|Supervisor:||Prof. Dr.-Ing. Armin Sehr (Room 5.10)|
|Faculty:||Prof. Dr.-Ing. Walter Kellermann|
|Info:||Robust distant-talking speech recognition is very desirable for many applications. Due to multi-path propagation in most acoustic environments, the microphone does not only pick up the desired signal but also the reverberation of the desired signal. This seriously degrades the performance of state-of-the-art automatic speech recognition (ASR) systems. Since room reverberation has a dispersive effect on speech feature sequences, traditional signal enhancement and model adaptation approaches developed for additive distortions are not effective in reverberant environments.
A novel concept called REverberation MOdeling for Speech recognition (REMOS) which uses a combination of a Hidden Markov Model (HMM) and a reverberation model, yields very promising results even in strongly reverberant environments.
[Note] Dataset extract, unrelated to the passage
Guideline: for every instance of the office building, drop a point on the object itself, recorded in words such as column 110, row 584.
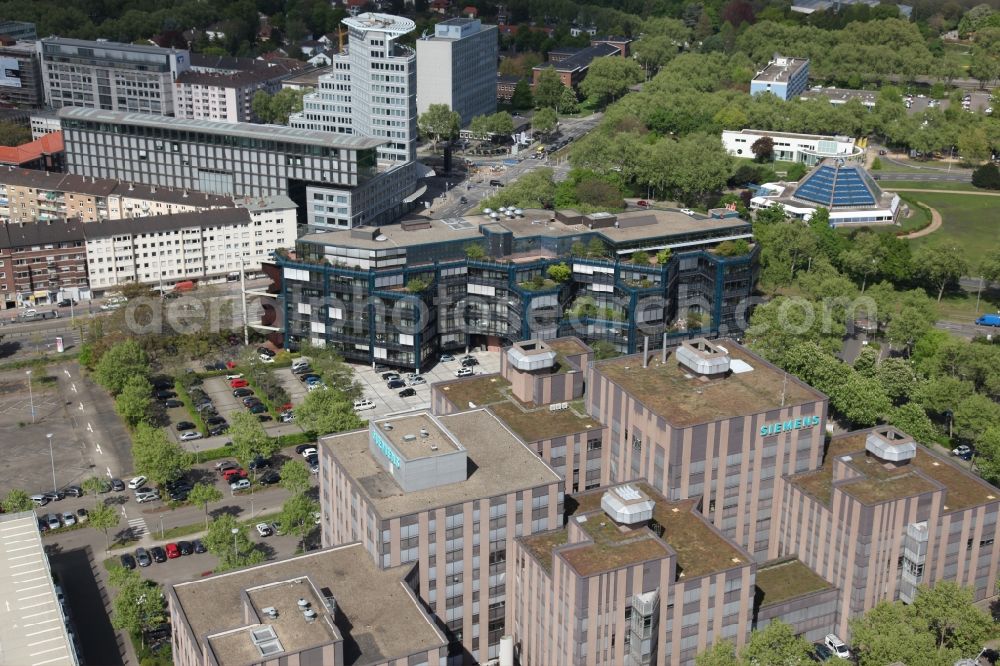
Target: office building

The HMM models the clean speech while the reverberation model describes the effect of the room reverberation directly in the feature domain. For speech recognition, an extended version of the Viterbi algorithm is used, which performs an inner optimization in each iteration in order to determine the most likely contribution of the HMM and the reverberation model to the current reverberant observation. So far, the approach has been implemented only for mel-spectral features.
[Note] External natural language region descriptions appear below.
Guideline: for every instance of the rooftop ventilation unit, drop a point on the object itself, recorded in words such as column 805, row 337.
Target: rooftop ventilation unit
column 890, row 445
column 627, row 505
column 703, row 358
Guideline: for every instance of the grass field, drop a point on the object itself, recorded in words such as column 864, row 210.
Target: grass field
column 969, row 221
To extend this approach to more powerful speech features, like logarithmic mel-spectral features or MFCCs, numerical optimization approaches have to be used for the inner optimization. In this thesis, different formulations and different numerical solutions for the inner optimization problem shall be evaluated. For the implementation of the numerical methods, the available C-Code of the recognizer, based on the Hidden Markov Model Toolkit (HTK), shall be extended using IPOPT (Inner Point Optimizer), an open source software package for large-scale nonlinear optimization.